Spring 2013

Late Policy

Assignments will be accepted late ONLY if an extension has been agreed upon. You must email Professor Meteer and Alex the day before the assignment is due with the reason you need an extension. Later requests will only be accepted in emergency circumstances.

Assignment 2: Chunking

Part One (due March 18 COB)

  • Use the nltk chunker and write chunking rules and apply it to the Treebank data which you can download from NLTK (see the NLTK Book, Ch. 7 for more info on chunking).  
  • The IDs of the sentences to use for "dev test" are listed here: Development Data If you just want to see them all listed to take a look at what you are looking for, I've pulled them together here: Devevelopment Sentences
  • Evaluate your performance on the "tagged" treebank data (which is already chunked). Use only the words and POS as input and create the output structures. You can run this set through your rules as many times as you want until you think the performance is good enough. I'll add a "real" test set closer to the due date which you should run without looking at for your final submission
  • You should basically be seeking to produce something similar to the code in section 7.3 of the NLTK textbook on developing and evaluating rule-based regular expression chunkers, except that you will be using a subset of the treebank_chunk corpus instead of 'the conll2000 corpus. So your grammar will be a regular expression-style chunk rule string (like the example in the book's code "NP: {<[CDJNP].*>+}" but more fleshed out), and you will evaluate your rules over a list of test sentences using the nltk.RegexpParser.evaluate() method.
  • To get the particular sentences you are interested in out of the whole treebank_chunk corpus, you can either pass the list of filenames (with the ending ".pos" on each of them) to the treebank_chunk.chunked_sents() function or create a new list out of the elements of the list at those indices.
  • Either way, it is important that you evaluate over all 10 final test sentences at once and get a single accuracy/precision/recall/fmeasure score.
  • FINAL TEST SENTENCES: Test data
  • SUBMIT
    • Your rules
    • Your evaluation scores
    • The test corpus with your chunks marked

Assignment 3: Superchunking

Create larger constituents (due April 3 COB)

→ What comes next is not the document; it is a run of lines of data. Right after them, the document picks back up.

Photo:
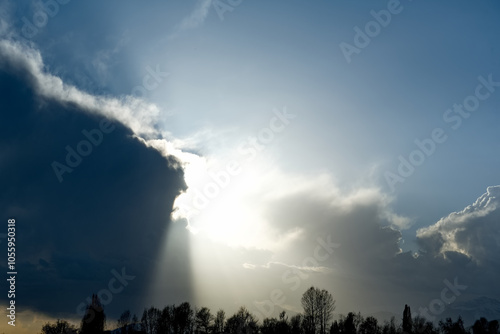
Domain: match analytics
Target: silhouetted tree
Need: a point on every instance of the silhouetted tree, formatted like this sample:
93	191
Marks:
269	326
165	321
94	319
219	322
296	324
389	327
422	326
283	327
203	319
407	320
493	327
242	322
150	319
350	323
60	327
369	326
124	321
183	319
318	308
450	327
335	328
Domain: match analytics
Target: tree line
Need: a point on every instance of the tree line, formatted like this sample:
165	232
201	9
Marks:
318	306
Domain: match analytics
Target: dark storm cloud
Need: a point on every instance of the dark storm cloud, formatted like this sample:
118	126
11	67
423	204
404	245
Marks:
110	212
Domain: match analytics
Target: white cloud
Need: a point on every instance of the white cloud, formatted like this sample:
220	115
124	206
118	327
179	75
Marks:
474	231
197	16
136	114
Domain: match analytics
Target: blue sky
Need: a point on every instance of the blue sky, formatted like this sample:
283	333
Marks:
221	79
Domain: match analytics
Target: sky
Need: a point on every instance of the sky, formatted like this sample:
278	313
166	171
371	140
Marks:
235	152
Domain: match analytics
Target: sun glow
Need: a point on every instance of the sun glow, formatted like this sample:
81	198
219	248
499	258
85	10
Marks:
222	204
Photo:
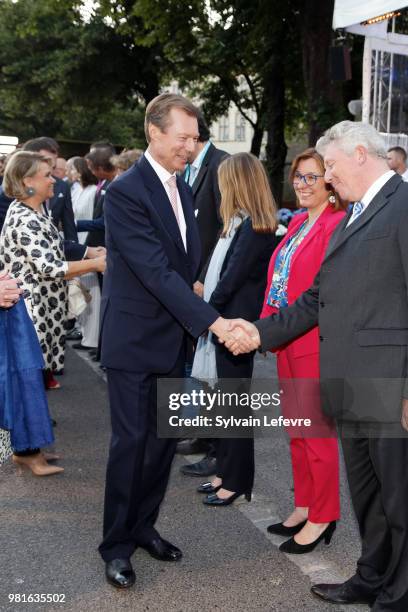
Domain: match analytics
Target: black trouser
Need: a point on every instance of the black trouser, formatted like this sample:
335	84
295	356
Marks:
139	462
377	472
235	456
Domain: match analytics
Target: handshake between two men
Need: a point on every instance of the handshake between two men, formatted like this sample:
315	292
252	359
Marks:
238	335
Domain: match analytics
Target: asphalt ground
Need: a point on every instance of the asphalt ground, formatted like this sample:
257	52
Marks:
50	528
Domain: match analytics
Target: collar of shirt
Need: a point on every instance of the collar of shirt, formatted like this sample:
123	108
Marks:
199	159
376	187
161	172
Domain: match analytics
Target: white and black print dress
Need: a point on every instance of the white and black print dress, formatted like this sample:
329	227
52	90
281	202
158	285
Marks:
31	249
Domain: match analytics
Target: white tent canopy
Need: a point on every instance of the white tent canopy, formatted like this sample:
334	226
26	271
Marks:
350	12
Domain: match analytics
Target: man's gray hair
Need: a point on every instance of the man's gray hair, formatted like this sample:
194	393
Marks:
348	135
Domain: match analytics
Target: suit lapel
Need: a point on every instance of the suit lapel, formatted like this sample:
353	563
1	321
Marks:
380	200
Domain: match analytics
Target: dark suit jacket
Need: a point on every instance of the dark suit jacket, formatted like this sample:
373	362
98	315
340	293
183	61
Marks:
207	200
147	302
96	236
241	288
359	300
60	207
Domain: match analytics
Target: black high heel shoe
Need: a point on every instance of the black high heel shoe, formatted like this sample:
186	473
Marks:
214	500
293	548
281	529
207	487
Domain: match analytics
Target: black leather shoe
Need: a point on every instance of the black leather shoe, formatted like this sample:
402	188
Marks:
162	550
281	529
293	548
206	467
119	573
192	447
207	487
344	593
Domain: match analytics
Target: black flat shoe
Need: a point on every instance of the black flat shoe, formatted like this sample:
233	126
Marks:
293	548
119	573
162	550
214	500
207	487
281	529
206	467
344	593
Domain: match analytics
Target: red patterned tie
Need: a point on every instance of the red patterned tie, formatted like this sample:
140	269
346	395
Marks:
172	183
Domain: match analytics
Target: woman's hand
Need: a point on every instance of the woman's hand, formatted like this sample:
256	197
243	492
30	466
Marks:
9	291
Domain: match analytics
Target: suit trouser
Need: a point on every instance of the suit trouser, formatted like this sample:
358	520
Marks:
377	472
139	462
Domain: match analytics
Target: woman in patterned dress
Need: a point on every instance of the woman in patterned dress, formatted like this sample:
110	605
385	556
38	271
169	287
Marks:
31	250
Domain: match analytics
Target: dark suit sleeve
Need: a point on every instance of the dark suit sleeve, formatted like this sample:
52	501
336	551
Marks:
131	230
74	251
90	225
244	257
290	322
67	216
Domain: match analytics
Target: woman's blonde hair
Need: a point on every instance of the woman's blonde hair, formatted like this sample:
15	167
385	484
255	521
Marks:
244	190
21	165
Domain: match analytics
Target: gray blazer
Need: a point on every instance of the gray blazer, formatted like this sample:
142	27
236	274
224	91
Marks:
359	300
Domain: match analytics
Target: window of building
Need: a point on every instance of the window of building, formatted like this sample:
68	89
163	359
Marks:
224	128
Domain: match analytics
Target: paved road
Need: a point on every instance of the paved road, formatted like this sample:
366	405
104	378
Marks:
50	528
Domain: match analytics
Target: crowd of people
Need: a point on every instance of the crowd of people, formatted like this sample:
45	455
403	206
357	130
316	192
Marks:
183	274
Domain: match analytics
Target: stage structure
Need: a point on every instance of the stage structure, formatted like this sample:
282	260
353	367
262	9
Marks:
385	64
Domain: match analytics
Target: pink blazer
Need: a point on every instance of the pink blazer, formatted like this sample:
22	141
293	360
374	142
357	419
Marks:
305	264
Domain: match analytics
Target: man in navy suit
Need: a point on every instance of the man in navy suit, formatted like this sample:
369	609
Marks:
148	312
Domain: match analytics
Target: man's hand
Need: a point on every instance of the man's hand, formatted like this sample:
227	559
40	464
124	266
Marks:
404	415
94	252
243	337
9	291
198	289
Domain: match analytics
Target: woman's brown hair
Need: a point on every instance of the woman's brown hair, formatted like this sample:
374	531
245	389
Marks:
311	153
244	190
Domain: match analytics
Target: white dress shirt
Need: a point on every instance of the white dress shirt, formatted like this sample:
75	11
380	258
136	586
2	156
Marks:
370	194
164	176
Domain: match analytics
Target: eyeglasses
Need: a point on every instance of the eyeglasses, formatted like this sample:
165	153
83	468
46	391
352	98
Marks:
308	179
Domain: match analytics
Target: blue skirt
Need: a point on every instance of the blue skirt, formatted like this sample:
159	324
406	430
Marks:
23	402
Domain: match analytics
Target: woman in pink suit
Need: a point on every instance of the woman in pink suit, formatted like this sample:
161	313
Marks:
292	268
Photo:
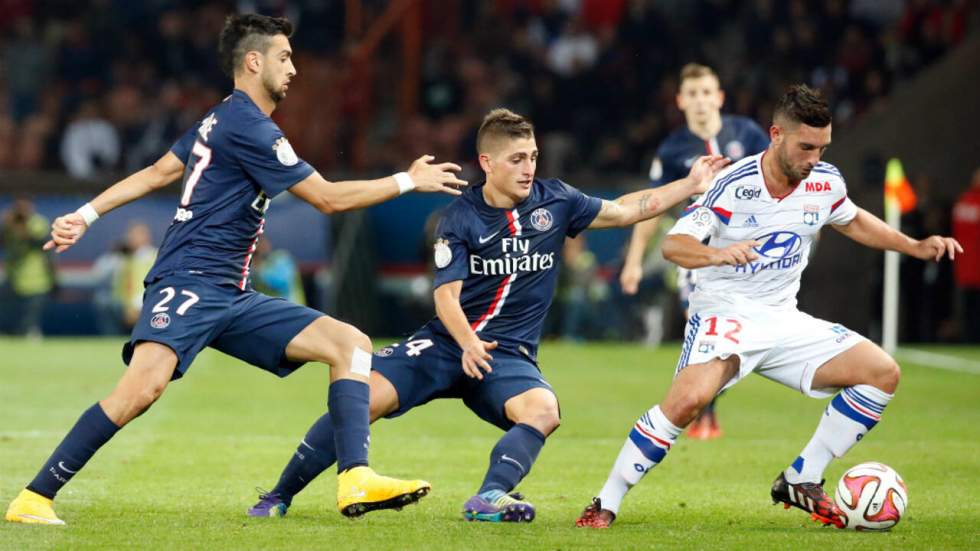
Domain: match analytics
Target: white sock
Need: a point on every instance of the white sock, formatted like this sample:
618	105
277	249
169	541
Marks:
646	446
848	417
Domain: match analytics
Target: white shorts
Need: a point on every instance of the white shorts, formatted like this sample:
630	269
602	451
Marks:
786	346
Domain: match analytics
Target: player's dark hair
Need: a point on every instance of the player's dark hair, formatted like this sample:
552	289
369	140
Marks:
696	70
802	104
248	32
502	123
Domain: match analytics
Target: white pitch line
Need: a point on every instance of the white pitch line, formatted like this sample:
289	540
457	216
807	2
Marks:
940	361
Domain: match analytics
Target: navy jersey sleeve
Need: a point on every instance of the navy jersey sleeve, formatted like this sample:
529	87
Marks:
266	155
757	140
451	249
582	210
182	147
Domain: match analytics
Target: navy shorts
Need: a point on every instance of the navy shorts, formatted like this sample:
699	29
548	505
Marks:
427	366
188	312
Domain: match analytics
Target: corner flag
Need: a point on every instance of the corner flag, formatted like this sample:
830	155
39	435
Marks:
899	199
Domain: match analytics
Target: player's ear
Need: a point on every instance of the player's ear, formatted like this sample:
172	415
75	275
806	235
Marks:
485	163
775	133
253	61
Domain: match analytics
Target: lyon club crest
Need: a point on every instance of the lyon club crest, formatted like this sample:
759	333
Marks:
542	220
735	150
811	214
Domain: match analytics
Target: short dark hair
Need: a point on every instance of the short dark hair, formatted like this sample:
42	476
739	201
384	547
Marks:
802	104
246	32
502	123
696	70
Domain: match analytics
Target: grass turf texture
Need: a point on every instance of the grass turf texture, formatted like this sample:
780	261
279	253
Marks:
183	475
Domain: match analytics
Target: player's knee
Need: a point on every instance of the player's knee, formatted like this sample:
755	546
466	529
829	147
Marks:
547	419
543	414
690	404
148	394
887	375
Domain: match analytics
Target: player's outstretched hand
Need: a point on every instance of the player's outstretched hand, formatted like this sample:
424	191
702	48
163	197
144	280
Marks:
736	254
935	247
66	231
704	170
629	279
477	356
436	177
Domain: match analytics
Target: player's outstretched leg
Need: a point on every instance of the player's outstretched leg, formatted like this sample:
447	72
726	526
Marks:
535	412
140	386
705	426
654	433
314	455
347	351
868	378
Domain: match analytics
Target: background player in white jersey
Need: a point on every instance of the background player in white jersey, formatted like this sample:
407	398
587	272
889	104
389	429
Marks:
759	219
706	131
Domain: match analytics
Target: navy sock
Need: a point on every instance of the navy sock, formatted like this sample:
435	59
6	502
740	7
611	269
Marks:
91	431
512	457
314	454
349	401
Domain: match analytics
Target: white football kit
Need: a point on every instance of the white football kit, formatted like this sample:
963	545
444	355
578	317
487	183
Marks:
750	311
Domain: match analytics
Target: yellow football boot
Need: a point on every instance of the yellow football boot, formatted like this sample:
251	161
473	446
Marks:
32	508
361	490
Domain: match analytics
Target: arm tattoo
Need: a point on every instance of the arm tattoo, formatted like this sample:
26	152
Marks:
647	204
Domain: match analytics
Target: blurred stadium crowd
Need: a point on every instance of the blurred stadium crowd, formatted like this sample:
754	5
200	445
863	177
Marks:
106	85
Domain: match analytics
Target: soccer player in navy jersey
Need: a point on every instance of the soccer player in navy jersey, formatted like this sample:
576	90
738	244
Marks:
706	131
232	163
496	264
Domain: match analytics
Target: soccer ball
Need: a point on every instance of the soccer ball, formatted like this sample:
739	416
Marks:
872	496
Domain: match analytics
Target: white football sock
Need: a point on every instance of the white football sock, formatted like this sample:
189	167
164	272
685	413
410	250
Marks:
849	416
646	446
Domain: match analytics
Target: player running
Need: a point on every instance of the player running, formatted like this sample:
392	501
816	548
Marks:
759	219
496	263
197	294
706	131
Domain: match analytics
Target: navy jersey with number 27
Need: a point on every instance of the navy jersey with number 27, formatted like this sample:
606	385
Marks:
236	159
508	258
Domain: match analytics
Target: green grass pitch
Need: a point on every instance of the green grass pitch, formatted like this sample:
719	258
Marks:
183	475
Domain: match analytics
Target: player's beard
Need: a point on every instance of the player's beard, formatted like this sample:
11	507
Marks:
275	91
787	167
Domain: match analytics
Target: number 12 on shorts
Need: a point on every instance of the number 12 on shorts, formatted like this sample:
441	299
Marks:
733	327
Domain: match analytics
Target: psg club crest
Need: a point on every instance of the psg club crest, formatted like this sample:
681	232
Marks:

  • Create a new chunker which takes the chunked data and produces better chunks (with internal structure if you see fit). (Write your own. DO not use the REGEXP parser from the book). Your program should take a tree as input and produce a new tree (where a "tree" is an instance of the NLTK type Tree)
  • Your program should consist of a set of declaratives rules (taking advantage of python data structures) and an "interpreter" which is agnostic as to the specific set of rules being applied.
  • Focus your efforts on people, places, and organizations. Use the the dev set from the previous assignment. DON"T LOOK AT THE TEST SET!
  • You will be given a list of filenames to test you program on Monday (April 1st).  If you want to change your program after you get the test data, you need to turn in both your original and the rerun.
  • This is not an easy task. Focus on making a coherent program and doing the best you can on the rules. As you might guess, additional information and probabilities will make the job easier (Can you see another assignment in the works?).
  • TURN IN: Your program, your rules, and your results on the test data

Programming Assignment 1: Dividing Sentences

Due: Monday, 4 February COB (close of business, 6 pm)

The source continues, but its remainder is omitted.